NME vypolnyala apparatus “Mymodel-10”, produced stimulation in the exit points I, II, III branches of the trigeminal nerve on the side of the tumor and the opposite side. For stimulation we used the exponential current frequency of 1 Hz, a constant duration of stimulus 200 MS. The current is gradually increased until you feel light in the eyes of the patient (first party causing irritation, and then on the contralateral side). Power supply for an early component of the blink reflex irritation when I branch of the fifth nerve was right to 1.2 mA, to the left of 1.0 mA, the stimulation II branch to the right of 0.8 mA, left, 0.8 mA, to obtain late Mr component force of the current was to the right of 2.4 mA, left to 3.0 mA. To obtain muscle response during stimulation of the exit point of the VII nerve current was right to 2.6 mA, left 1.2 mA. Thus, damaged all departments of the trunk.

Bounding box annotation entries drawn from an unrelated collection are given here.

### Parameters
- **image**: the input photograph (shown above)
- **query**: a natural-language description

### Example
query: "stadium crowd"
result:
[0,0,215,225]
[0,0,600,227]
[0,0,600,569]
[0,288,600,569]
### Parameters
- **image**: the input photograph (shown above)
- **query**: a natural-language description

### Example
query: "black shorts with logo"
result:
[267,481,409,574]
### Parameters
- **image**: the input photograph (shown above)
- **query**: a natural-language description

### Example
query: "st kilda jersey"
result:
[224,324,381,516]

ASIT performed on diagnostic software Neuro-MEP 2” firm “Neurosoft”. The active electrode was placed on the vertex, having reference to the mastoid process, the ground electrode on the forehead. Used alternate monoarticular stimulation in the form of clicking a duration of 1 MS rectangular shape. Polarity-click alternative. The intensity of the stimulus - 90 dB, frequency of stimulus injection of 10 Hz, the analysis epoch - 10 MS, number of averages - 2000. Estimated value of the latent period III peak. The disturbances which prolong the latent period of peak III from the norm was +24.6 percent. The risk of TKR - high. Operations developed TKR. The patient died in the postoperative period.

Example 2

Patient O. 64 years. The diagnosis of vestibular Sanoma left. According to NME was the defeat of all departments of the barrel. The latent period III peak was within normal limits. The risk of TKR - average. In the preoperative period held conservative vascular therapy and treatment with low molecular weight heparins. Operations developed TKR. In the postoperative period, the state remained heavy, were treated in intensive care and neurosurgical Department.

The patient was discharged to continue conservative treatment by place of residence.

Example 3

Patient X. 47 years. The diagnosis of vestibular Sanoma left. According to NME defeat departments of the trunk was missing. The latent period III peak was within normal limits. The risk of TKR - low. TKR operations was not. The patient was discharged in good condition.

The way bystrowiana, non-invasive, easily tolerated, accurately reflects the state of the brain stem and allows you to pick up adequate therapy in the preoperative period. Because this category of patients is necessary for health reasons, knowledge of the probability of development of trigemino-cardiac reflex in patients with vestibular what Swannanoa operations is an important part of the preoperative examination.

The method of determining the risk of development of intraoperative trigemino-cardiac reflex in patients with vestibular Swannanoa, including the conduct of clinical and diagnostic research, characterized in that it further conduct electrophysiological studies, with acoustic stem brainstem measure the latent period III peak on the curve evoked potentials, and nerve-muscle electric diagnostics detect lesions of the brain stem, and when the indicator latent period III peak above or below normal and lesion of the medial division of the brain stem through the entire thickness of the trunk, or the total defeat of the lateral and caudal divisions of the trunk, or the defeat of all of these divisions are diagnosed with a high degree the risk of intraoperative trigemino-cardiac reflex in patients with vestibular Swannanoa; when the indicator latent period III peak above or below normal and the absence of lesions of the brain stem, or if the indicator latent period III the maximum norm and the defeat of the medial division of the brain stem, the whole thickness and the total defeat of the lateral and caudal divisions of the trunk at the same time, or the loss of the medial segments of the stem diagnose average risk; when the normal is the service provider latent period III peak and the absence of lesions of the trunk diagnosed with low risk.